Kurzes Update

Nun bin ich schon fast 7 Monate hier und es lief gefühlt alles anders, als ich gedacht habe. Ich bin aber trotzdem sehr dankbar für die Dinge, die ich hier erleben darf. Das Leben wird nicht unbedingt einfacher, je mehr die Zeit fortschreitet bis unser Herr Jesus wiederkommt. Was mich immer wieder ermutigt ist der Kontakt mit meiner Familie und Freunden.

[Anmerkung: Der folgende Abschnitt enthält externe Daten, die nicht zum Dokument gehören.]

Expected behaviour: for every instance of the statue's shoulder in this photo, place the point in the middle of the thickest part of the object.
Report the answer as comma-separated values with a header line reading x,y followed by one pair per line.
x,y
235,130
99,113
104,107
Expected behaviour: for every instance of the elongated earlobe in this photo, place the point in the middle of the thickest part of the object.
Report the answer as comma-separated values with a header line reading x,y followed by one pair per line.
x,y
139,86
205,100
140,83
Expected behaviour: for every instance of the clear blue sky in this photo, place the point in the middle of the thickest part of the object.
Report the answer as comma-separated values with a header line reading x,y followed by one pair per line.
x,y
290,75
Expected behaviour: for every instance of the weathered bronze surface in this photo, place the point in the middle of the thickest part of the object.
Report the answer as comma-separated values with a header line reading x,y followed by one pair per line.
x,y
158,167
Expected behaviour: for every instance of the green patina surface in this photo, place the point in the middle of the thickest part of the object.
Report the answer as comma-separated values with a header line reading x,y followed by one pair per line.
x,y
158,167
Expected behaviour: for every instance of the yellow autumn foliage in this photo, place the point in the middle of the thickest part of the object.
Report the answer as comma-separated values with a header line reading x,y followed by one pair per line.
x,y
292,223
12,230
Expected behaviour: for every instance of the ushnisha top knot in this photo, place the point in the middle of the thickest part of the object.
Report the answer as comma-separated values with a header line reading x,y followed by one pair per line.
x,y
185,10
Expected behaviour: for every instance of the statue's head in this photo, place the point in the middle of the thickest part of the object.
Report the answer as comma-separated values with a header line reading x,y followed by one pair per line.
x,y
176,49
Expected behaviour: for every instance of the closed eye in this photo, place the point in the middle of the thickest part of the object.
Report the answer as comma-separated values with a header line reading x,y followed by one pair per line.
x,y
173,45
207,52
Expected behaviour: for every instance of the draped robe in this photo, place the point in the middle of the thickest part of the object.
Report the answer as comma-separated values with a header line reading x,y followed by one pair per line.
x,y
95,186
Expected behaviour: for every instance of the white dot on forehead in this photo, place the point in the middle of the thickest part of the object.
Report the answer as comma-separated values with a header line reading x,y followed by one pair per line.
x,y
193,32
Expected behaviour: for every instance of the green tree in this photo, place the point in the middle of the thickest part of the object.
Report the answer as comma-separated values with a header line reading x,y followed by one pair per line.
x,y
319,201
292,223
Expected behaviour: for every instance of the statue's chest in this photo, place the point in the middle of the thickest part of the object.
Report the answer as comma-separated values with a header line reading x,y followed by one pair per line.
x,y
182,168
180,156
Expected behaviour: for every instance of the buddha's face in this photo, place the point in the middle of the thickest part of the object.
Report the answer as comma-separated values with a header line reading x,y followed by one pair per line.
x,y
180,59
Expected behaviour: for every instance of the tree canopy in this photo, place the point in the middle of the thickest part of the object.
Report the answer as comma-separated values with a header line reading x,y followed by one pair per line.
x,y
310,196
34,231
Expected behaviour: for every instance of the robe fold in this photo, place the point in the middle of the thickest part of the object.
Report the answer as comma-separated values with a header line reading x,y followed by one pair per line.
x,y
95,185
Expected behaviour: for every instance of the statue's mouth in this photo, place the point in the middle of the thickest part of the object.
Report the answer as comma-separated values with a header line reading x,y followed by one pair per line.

In den letzten Wochen ist einiges passiert. Bettina´s (Frau vom Stationsleiter) Mutter ist im letzten Monat heimgegangen zu unserem Herrn Jesus Christus. Leider war es für Bettina aufgrund der ganzen Situation mit Corona unmöglich, rechtzeitig nach Hause zu fliegen. So ist sie nun seit gestern in Deutschland. Das heißt, dass wir nun den Stationsleiter als Team mehr unterstützen müssen.

Wir sind auf dem besten Weg das neue Recording – Studio fertigzustellen. Gerade schleifen wir die Fenster ab und streichen sie neu. Dann geht es weiter mit der Inneneinrichtung. Ein paar Eindrücke seht ihr hier im Bild:

Hier machen wir die Tür rahmen sauber bevor wir anfangen die Wand zu streichen
Hier stehe ich gerade in dem neuen Recording Raum ,mit dem Blick zur Tür.
Hier haben wir das letzte mal den Boden geschruppt, bevor wir dann angefangen haben die Fenster ab zu schleifen.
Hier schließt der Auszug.